Me reconozco en esa corriente de apego al hiperrrealismo que ha dominado España a diferencia de otros países
Hace unos años una encuesta realizada entre libreros colocó a la ciencia-ficción como el género más odiado por los españoles. Reconocí entonces que tenía mucho que ver con esa seña identitaria, no porque el género despertara en mí odio, un sentimiento demasiado grueso y oscuro, sino por simple desinterés. Siempre lo encontré “demasiado masculino” y, prejuicios aparte, me reconozco en esa corriente de apego al hiperrrealismo que ha dominado España a diferencia de otros países. La Universidad de Córdoba y algunos de sus científicos vinieron a darme el golpe que necesitaba mi cabeza, gracias al ciclo Cienciaficcionados .
Desde hace tres temporadas la UCO celebra esta especie de club de lectura protagonizado por un libro de ciencia-ficción y un profesor/a experto/a en alguna de las materias de la novela de turno. Hemos leído Frankenstein y la hemos diseccionado con un genetista; 1984 le tocó a un filósofo, Solaris a un químico o Viaje al centro de la tierra a un agrónomo. Hoy, día del libro, se cierra el tercer año del ciclo -en El Astronauta- con Un mundo feliz del gran Aldous Huxley, en conversación con el catedrático de biología celular Francisco Gracia.

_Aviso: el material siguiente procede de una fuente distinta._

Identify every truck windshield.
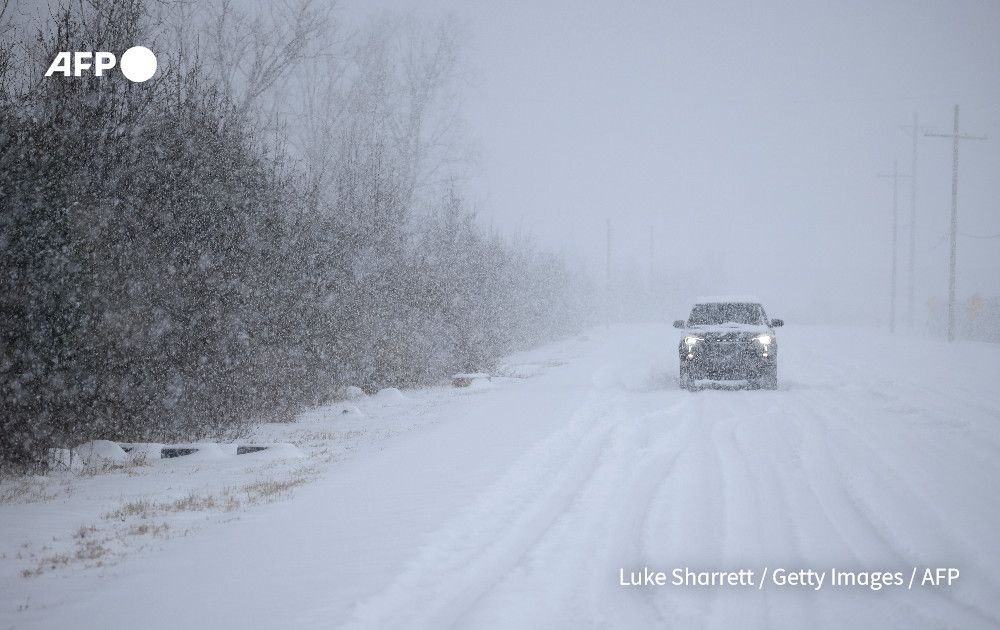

Que la vida haya puesto en mis manos nuevas ventanas a utopías y distopías me ha brindado mirar muchas cosas de otro modo. Para empezar, a entender mejor la realidad porque el género puede llegar a ser una gran metáfora de lo que nos rodea. También ha servido para reconciliarme con la ciencia –en este país de tradición anticientífica– y dejar de separarla de “las letras”. Por ello aplaudo su gran labor de divulgación científica sin que a nadie se le caigan los anillos. La última enseñanza me la dio la profesora de genética Carmen Michán, quien dijo que el ser humano se encuentra en constante cambio empezando por sus células. Así que también deben cambiar sus prejuicios. Una pequeña victoria.